The king, whose hand is open in a conventional gesture of oration, is speaking the glyphic passage, which can be read as follows:
‘Yajaw Ek', [the] first . . . man, Itzamtuun, [and?] Drink[ing] Serpent arrive at. . . . It is his image [in] creation and darkness.”
This Late Classic cylindrical vessel portrays for us Itzam, the scribal and priestly god. If we roll out the scene, we realize that he is in animated conversation with a monarch. The king sits in front of a sumptuous throne, and curtains hanging behind him let us know this takes place inside a palace.
Extending from underneath the king's nose is the square-nosed serpent motif, revealing his divine essence and the moisture of his breath.
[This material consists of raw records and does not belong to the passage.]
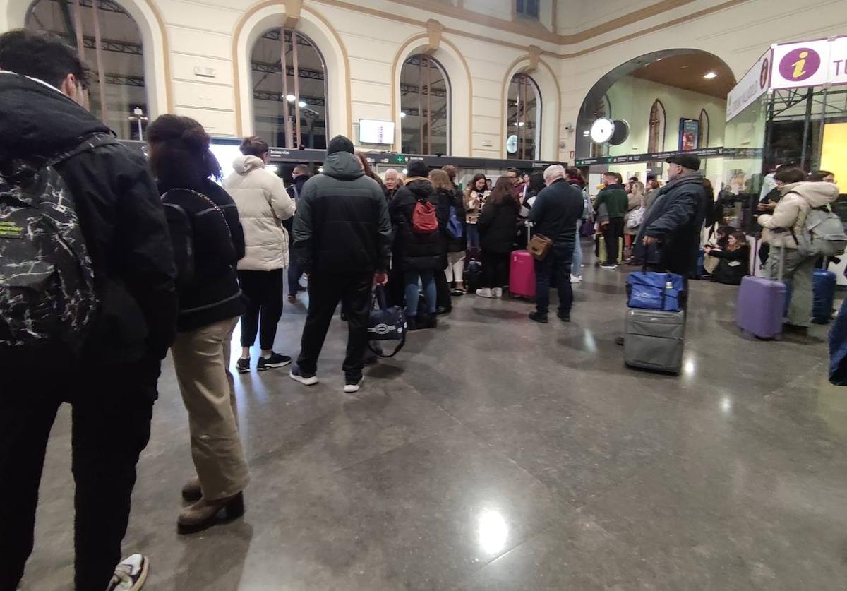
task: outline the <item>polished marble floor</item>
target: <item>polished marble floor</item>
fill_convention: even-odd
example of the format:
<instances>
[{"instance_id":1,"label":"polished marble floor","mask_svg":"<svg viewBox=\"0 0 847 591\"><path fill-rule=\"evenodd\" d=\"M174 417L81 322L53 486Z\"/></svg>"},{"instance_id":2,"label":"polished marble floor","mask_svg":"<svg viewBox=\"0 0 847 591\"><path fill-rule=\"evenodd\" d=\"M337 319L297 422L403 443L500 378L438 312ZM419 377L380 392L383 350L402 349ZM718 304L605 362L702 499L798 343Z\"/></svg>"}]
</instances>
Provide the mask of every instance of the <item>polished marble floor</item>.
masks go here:
<instances>
[{"instance_id":1,"label":"polished marble floor","mask_svg":"<svg viewBox=\"0 0 847 591\"><path fill-rule=\"evenodd\" d=\"M847 389L826 327L748 340L736 288L695 282L685 369L627 369L624 273L585 269L573 322L456 301L437 330L341 392L333 323L307 389L236 376L252 482L243 520L179 536L191 474L167 362L127 552L147 588L844 589ZM286 303L276 348L304 318ZM70 588L69 413L53 429L25 589Z\"/></svg>"}]
</instances>

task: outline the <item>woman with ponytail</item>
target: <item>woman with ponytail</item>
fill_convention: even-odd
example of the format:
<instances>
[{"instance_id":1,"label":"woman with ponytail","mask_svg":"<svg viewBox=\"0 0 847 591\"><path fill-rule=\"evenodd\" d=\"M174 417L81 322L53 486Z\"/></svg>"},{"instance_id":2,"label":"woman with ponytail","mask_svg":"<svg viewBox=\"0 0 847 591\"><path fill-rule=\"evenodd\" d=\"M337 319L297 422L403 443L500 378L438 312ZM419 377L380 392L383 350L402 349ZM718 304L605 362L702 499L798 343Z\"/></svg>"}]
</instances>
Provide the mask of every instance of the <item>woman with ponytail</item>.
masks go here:
<instances>
[{"instance_id":1,"label":"woman with ponytail","mask_svg":"<svg viewBox=\"0 0 847 591\"><path fill-rule=\"evenodd\" d=\"M191 457L197 478L183 487L193 504L177 519L191 533L244 512L249 474L238 434L230 373L230 341L244 303L235 267L244 257L238 209L212 178L220 165L202 125L188 117L162 115L147 129L150 165L165 206L180 296L177 336L171 347L188 411Z\"/></svg>"}]
</instances>

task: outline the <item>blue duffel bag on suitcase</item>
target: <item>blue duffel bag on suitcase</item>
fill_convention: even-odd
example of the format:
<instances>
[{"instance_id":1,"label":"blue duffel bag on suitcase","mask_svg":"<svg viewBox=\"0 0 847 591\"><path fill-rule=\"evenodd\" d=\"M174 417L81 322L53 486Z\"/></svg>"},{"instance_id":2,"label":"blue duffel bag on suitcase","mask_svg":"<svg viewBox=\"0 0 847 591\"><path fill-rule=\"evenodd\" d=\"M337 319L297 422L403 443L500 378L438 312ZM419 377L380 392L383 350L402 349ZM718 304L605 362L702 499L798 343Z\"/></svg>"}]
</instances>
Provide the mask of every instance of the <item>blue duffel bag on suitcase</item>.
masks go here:
<instances>
[{"instance_id":1,"label":"blue duffel bag on suitcase","mask_svg":"<svg viewBox=\"0 0 847 591\"><path fill-rule=\"evenodd\" d=\"M641 310L679 312L685 282L675 273L635 271L627 277L627 306Z\"/></svg>"},{"instance_id":2,"label":"blue duffel bag on suitcase","mask_svg":"<svg viewBox=\"0 0 847 591\"><path fill-rule=\"evenodd\" d=\"M817 324L826 324L833 318L835 273L822 268L815 269L812 292L815 303L811 308L811 321Z\"/></svg>"}]
</instances>

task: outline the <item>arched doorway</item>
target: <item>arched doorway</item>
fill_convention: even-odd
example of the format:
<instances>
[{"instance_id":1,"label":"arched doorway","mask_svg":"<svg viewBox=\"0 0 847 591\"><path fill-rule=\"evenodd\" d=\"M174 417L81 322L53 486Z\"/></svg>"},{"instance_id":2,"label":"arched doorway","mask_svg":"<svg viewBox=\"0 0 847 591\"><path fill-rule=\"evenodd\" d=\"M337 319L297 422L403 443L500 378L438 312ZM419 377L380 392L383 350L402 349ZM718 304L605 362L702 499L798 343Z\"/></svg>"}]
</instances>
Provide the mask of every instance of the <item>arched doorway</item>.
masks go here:
<instances>
[{"instance_id":1,"label":"arched doorway","mask_svg":"<svg viewBox=\"0 0 847 591\"><path fill-rule=\"evenodd\" d=\"M296 30L266 30L253 45L250 69L253 133L272 146L325 148L326 68L312 40Z\"/></svg>"},{"instance_id":2,"label":"arched doorway","mask_svg":"<svg viewBox=\"0 0 847 591\"><path fill-rule=\"evenodd\" d=\"M450 154L450 79L438 60L410 56L400 70L401 151Z\"/></svg>"},{"instance_id":3,"label":"arched doorway","mask_svg":"<svg viewBox=\"0 0 847 591\"><path fill-rule=\"evenodd\" d=\"M516 74L509 82L505 136L507 158L534 160L541 146L541 91L531 76Z\"/></svg>"},{"instance_id":4,"label":"arched doorway","mask_svg":"<svg viewBox=\"0 0 847 591\"><path fill-rule=\"evenodd\" d=\"M149 119L144 44L138 25L114 0L36 0L29 30L46 31L77 48L91 67L91 113L120 139L138 140Z\"/></svg>"}]
</instances>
It also tells us that the hieroglyphs painted between the two figures represent the king's speech.
This is their conversation, writ large in hieroglyphs. Behind the king, we see a dwarf, seated in the palace chamber. Hieroglyphs in front of the dwarf are slightly effaced, but nevertheless they would have provided this courtier's name and let us know that he was an elevated personage in his own right within the larger setting.